Como todo en las putas y meseras, el nombre es lo que menos importaba; hace un mes respondía a “Alejandra” pero él día de hoy despierta en ella “Galilea”, mote que anoche uno de los borrachos habituales le regala creyendo tal vez que ella lo necesitaría para más tarde.
Galilea sonríe al verme con una expresión exagerada, como quien ve a un pez gordo que llegará a darle una propina suficiente para drogas, leche, comida y media renta. Es mi segunda vez en esa cantina y nunca he pagado, así que mi dinero ni mi atuendo son motivos de su alegría fingida.
Va por cervezas para todos los que hemos llegado y se sienta junto al Chino –señor que es tan mestizo igual todos los presentes, pero que lleva los ojos más rasgados y eso lo sentencia-. Para la segunda tanda de alcoholes los de la mesa pretenden que me la cargue a un hotel, atrás de la cantina o al auto, depende de donde yo quiera coger, así que como en un juego de niños ocupan su silla y dejan una vacía a mi lado.
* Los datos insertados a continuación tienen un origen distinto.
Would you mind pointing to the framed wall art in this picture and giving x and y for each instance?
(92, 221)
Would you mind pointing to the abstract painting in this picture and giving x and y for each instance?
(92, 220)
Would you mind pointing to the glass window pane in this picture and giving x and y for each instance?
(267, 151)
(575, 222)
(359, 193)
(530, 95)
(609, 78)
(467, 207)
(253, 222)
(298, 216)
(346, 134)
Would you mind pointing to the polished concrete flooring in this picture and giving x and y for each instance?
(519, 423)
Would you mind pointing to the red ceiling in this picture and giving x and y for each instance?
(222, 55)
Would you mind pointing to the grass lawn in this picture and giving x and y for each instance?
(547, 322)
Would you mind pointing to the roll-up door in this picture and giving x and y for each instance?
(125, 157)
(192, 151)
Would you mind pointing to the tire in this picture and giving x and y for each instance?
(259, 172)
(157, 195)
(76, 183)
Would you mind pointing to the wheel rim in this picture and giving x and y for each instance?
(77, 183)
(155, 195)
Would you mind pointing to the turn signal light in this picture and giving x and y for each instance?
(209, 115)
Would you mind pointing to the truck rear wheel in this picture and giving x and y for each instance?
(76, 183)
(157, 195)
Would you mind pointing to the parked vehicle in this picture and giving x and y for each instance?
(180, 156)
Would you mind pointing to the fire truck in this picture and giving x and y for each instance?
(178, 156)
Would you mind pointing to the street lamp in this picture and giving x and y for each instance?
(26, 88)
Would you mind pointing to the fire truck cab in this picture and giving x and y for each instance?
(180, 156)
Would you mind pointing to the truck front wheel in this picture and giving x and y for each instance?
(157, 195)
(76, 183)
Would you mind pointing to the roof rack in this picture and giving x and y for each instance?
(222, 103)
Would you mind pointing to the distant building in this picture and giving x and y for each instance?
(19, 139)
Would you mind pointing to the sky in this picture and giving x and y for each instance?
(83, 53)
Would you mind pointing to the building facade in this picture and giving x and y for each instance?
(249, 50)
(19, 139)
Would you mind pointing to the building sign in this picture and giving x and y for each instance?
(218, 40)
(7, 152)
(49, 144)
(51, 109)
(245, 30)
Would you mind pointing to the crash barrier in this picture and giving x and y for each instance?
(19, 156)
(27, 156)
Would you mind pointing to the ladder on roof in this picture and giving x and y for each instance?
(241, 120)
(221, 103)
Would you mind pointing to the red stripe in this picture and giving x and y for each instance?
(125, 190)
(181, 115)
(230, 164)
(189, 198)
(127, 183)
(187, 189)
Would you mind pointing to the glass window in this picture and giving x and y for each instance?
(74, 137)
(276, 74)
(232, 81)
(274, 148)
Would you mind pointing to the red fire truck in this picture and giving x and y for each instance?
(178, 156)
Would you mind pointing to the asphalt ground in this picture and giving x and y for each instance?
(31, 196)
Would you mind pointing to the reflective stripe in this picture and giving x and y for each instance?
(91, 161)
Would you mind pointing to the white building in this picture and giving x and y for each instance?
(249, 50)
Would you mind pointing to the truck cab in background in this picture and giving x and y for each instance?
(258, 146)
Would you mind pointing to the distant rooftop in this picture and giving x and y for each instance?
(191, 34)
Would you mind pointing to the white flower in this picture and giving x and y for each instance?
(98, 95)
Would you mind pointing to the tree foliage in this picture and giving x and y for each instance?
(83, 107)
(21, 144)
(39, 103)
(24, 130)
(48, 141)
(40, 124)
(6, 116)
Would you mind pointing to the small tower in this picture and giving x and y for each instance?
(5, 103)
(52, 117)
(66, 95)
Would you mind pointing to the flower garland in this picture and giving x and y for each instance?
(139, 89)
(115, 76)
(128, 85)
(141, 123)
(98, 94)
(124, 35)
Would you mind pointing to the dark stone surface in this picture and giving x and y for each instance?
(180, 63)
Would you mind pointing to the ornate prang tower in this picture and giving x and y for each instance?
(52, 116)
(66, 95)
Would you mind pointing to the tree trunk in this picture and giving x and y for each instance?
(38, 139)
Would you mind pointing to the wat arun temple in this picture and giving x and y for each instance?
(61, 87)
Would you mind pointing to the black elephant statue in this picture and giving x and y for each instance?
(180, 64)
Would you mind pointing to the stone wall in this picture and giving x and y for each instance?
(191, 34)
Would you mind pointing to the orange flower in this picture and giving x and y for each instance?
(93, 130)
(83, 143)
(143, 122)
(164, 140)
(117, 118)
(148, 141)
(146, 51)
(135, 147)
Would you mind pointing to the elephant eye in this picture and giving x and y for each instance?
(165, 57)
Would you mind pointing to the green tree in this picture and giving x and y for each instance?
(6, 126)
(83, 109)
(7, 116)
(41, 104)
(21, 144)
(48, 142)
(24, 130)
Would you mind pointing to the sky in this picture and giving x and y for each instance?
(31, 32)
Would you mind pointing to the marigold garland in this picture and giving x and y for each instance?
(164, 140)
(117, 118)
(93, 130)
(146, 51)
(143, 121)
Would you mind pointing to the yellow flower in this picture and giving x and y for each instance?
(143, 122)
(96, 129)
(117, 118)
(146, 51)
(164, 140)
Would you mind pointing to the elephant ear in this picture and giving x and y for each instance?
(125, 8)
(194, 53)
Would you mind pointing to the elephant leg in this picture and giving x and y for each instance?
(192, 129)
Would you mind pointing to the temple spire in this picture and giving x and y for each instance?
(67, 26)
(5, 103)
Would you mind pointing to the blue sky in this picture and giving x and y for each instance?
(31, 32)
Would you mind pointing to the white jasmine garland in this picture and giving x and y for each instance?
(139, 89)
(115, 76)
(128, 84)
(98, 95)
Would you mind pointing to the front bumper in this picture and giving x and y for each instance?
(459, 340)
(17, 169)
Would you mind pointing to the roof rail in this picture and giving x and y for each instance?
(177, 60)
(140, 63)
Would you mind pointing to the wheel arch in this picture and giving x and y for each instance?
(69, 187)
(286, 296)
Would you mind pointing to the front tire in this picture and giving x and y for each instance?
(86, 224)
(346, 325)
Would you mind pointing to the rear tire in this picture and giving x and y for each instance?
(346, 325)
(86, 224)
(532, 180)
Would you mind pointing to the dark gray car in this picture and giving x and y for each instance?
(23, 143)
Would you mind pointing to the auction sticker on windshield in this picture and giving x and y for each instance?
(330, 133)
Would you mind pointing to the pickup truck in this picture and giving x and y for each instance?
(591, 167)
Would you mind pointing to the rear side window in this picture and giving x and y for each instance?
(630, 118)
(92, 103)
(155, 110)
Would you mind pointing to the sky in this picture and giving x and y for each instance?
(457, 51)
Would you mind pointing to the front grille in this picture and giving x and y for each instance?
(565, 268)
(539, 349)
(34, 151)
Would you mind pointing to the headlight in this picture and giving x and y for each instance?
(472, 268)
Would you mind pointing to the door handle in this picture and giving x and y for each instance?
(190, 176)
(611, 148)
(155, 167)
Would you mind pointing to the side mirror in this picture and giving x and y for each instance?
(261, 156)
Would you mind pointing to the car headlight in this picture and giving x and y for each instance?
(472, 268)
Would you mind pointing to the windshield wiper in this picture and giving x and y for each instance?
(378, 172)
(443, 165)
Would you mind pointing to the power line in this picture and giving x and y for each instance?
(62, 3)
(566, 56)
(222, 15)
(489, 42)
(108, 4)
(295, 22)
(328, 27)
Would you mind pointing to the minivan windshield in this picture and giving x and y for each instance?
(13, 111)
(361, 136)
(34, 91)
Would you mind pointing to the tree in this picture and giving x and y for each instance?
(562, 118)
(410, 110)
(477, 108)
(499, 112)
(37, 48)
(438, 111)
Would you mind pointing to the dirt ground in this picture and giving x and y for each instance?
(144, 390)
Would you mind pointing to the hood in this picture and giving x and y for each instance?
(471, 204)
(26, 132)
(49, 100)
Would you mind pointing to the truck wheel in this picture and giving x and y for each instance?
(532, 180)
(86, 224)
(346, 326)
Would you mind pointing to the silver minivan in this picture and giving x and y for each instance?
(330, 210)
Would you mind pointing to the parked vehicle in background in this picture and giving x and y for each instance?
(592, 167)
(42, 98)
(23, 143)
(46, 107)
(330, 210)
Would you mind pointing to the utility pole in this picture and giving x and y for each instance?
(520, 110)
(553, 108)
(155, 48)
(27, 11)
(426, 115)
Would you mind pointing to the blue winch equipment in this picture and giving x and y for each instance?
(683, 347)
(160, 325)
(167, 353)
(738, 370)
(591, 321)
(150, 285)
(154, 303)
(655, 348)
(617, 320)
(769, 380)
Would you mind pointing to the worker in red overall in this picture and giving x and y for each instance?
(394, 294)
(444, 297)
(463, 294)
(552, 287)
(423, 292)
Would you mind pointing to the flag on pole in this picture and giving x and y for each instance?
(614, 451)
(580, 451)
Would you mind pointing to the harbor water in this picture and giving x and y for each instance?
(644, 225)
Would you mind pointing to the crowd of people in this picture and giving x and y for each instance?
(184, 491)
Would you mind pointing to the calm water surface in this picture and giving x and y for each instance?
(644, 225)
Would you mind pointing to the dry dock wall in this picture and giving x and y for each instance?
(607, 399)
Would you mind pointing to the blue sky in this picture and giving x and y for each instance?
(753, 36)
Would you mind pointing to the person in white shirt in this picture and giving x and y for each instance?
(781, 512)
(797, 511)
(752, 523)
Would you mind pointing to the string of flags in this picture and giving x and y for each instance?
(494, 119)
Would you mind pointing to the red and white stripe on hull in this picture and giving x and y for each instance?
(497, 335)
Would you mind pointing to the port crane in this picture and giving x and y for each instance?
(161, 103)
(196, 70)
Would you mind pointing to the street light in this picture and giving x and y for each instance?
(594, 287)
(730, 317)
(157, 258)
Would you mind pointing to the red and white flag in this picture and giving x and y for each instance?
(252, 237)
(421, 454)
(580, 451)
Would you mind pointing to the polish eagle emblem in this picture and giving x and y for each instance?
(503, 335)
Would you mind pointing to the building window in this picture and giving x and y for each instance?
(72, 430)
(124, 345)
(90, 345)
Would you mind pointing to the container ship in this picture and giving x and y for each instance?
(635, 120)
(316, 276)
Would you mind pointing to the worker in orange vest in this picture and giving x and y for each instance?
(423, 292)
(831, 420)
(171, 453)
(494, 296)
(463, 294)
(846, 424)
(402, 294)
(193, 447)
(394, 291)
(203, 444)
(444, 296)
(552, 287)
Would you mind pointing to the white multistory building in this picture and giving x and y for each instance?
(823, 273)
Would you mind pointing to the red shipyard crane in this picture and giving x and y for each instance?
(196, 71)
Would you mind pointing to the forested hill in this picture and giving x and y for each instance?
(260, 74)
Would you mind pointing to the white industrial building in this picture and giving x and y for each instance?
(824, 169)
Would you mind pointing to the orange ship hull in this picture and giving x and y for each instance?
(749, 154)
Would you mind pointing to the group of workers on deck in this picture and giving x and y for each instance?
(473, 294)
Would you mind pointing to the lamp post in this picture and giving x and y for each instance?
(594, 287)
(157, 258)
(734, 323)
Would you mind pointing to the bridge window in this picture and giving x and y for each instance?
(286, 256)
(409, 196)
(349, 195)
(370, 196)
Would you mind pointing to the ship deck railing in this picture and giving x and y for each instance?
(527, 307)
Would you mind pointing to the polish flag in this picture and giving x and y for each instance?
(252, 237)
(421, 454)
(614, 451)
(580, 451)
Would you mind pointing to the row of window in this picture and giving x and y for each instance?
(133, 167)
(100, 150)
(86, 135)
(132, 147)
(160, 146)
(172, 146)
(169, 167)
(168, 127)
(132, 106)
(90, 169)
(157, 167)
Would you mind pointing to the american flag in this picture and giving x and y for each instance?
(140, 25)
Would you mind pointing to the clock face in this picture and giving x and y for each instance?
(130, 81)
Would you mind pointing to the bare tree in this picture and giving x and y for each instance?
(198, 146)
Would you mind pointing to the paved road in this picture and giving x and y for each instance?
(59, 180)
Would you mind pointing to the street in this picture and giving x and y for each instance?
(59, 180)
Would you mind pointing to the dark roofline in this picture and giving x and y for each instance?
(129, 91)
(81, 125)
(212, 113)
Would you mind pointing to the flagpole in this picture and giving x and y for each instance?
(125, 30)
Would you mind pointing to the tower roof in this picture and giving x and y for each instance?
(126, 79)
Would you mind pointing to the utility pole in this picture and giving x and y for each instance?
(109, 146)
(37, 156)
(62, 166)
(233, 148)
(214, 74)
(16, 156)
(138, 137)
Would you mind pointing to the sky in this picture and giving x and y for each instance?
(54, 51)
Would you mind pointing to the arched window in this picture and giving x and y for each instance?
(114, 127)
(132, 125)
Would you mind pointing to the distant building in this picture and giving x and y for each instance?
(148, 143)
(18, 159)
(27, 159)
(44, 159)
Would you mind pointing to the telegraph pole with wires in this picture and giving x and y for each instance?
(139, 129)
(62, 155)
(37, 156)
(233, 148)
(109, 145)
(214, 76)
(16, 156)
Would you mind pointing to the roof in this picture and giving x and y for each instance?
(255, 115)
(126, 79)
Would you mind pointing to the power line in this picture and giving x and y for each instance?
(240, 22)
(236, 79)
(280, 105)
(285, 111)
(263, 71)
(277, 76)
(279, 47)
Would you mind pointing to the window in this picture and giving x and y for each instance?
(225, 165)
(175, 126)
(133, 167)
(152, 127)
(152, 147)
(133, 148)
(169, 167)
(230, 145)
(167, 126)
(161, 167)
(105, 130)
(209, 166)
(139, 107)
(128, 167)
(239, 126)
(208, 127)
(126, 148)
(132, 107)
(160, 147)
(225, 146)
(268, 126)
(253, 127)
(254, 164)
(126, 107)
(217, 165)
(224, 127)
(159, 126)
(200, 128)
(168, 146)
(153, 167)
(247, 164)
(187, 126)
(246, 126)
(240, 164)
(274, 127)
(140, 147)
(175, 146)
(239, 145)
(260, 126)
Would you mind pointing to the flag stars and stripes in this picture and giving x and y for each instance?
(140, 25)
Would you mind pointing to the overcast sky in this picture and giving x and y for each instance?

Galilea se sienta y sonríe, las arrugas que hay en sus párpados de ojos chicos crecen semejando grietas por la tierra arada, siento en la cara su aliento extraño.
Dice que se acordó de mí y que le alegra mi regreso. Sus palabras parecen emanadas de un argumento que se compra en las sex-shops con el titulo: “Textos para engatusar pendejos”, sin embargo le digo entre risas que no precisa terminar la copla, no proyecto acostarme con ella ni llevo suficiente dinero encima como para sacarla de pobre. Finge enojo, me suelta la rodilla y susurra que olvide todo, parece una niña que en una caja de cartón inmensa, juega a ser la puta que atiende a los compañeritos de su escuela.
El Chino le exige platos de camarones con sal, Galilea se levanta y regresa con más cervezas, dos platos de camarones y la sonrisa que extravió hace un rato. Parece feliz, como si acabaran de pedirle matrimonio; se coloca cerca mío y aprieta mi mano.
Me cuenta que a pesar de haberme visto apenas dos veces puede llamarme su mejor amigo –solo ella sabe lo desesperada que está para decirle esto a un patán como yo-, no obstante la dejo continuar porque detrás de su voz distingo la velocidad de una luna creciente que hace florecer sus lágrimas. Habla de sus hijos y del amor que cultivan, de su pareja que la golpea, de los imbéciles que todos los días llegan a la cantina y le tocan las tetas o le alzan la falda, de que quiere tomarse una cerveza conmigo y de que le gusta bailar. Bailamos con la gracia de un elefante en un jardín de bonsáis, no frena en su reír y lagrimar. Desconozco si ríe llorando o llora riendo pero ahora descubro que en la playa de sus lágrimas está ella sentada, contemplando el paso lento del astro que en ella prospera.
Me recuerda a mi hermana. Resulta obvio especular que esa misma luna aparece en sus confusiones, desbordando el pueblo vacío que desde la niñez le habita.